To estimate the extent to which automotive assembly plant closures were associated with increasing opioid overdose mortality rates among working-age adults.
Design, Settings, and Participants
A county-level difference-in-differences study was conducted among adults aged 18 to 65 years in 112 manufacturing counties located in
30 commuting zones (primarily in the US South and Midwest) with at least 1 operational automotive assembly plant as of 1999. The study analyzed county-level changes from January 1, 1999, to December 31, 2016, in age-adjusted, county-level opioid overdose mortality rates before vs after automotive assembly plant closures in manufacturing counties affected by plant closures compared with changes in manufacturing counties unaffected by plant closures. Data analyses were performed between April 1, 2018, and July 20, 2019.
Closure of automotive assembly plants in the commuting zone of residence.
Main Outcomes and Measurements
The primary outcome was the county-level age-adjusted opioid overdose mortality rate. Secondary outcomes included the overall drug overdose mortality rate and prescription vs illicit drug overdose mortality rates.
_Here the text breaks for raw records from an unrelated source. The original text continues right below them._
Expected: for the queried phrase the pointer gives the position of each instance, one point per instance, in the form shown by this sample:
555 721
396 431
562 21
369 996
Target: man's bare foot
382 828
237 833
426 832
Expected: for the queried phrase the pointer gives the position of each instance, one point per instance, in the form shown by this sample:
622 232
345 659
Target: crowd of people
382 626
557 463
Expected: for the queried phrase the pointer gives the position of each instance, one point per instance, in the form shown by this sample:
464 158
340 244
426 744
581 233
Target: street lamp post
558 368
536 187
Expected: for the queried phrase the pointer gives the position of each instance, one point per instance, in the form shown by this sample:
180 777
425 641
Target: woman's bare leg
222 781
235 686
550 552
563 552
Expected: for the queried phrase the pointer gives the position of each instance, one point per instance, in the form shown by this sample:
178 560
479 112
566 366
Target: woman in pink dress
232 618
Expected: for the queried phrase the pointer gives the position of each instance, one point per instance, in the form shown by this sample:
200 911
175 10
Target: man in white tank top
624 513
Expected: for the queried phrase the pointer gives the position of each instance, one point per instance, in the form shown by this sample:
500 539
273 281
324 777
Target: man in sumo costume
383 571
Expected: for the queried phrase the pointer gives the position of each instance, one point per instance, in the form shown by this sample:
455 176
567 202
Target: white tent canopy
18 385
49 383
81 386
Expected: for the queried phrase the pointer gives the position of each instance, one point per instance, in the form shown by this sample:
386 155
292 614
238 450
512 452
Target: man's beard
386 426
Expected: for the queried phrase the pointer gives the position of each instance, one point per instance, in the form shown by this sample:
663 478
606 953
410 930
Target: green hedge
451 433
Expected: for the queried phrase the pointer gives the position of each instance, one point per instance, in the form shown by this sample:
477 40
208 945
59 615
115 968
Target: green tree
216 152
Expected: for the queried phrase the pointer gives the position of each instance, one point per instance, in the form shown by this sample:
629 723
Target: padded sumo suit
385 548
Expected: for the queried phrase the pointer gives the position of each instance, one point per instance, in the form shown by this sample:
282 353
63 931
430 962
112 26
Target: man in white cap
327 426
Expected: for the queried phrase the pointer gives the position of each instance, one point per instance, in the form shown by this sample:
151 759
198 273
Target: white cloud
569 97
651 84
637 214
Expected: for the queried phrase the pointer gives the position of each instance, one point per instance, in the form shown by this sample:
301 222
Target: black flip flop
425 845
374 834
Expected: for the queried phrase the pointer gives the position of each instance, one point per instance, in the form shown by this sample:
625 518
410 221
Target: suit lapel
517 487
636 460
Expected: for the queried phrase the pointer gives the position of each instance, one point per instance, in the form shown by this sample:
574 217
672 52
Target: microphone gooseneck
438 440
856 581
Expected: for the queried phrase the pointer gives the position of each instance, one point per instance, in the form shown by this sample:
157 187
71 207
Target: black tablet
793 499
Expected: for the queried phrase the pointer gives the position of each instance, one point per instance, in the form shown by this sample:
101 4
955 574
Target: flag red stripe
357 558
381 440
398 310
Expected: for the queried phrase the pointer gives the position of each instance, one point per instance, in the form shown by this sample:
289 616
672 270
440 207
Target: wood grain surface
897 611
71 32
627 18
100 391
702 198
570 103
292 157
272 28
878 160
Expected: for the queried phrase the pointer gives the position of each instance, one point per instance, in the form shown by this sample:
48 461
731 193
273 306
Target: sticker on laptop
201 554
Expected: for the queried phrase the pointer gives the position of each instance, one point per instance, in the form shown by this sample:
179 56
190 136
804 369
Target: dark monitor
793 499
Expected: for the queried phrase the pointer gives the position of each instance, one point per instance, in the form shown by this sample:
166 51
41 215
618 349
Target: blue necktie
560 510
During the study period, 29 manufacturing counties in 10 commuting zones were exposed to an automotive assembly plant closure, while 83 manufacturing counties in 20 commuting zones remained unexposed. Mean (SD) baseline opioid overdose rates per 100 000 were similar in exposed (0.9 [1.4]) and unexposed (1.0 [2.1]) counties. Automotive assembly plant closures were associated with statistically significant increases in opioid overdose mortality. Five years after a plant closure, mortality rates had increased by 8.6 opioid overdose deaths per 100 000 individuals (95% CI, 2.6-14.6; P = .006) in exposed counties compared with unexposed counties, an 85% higher increase relative to the mortality rate that would have been expected had exposed counties followed the same outcome trends as unexposed counties. In analyses stratified by age, sex, and race/ethnicity, the largest increases in opioid overdose mortality were observed among non-Hispanic white men aged 18 to 34 years (20.1 deaths per 100 000; 95% CI, 8.8-31.3; P = .001) and aged 35 to 65 years (12.8 deaths per 100 000; 95% CI, 5.7-20.0; P = .001). We observed similar patterns of prescription vs illicit drug overdose mortality. Estimates for opioid overdose mortality in nonmanufacturing counties were not statistically significant.
Conclusions and Relevance
From 1999 to 2016, automotive assembly plant closures were associated with increases in opioid overdose mortality. These findings highlight the potential importance of eroding economic opportunity as a factor in the US opioid overdose crisis.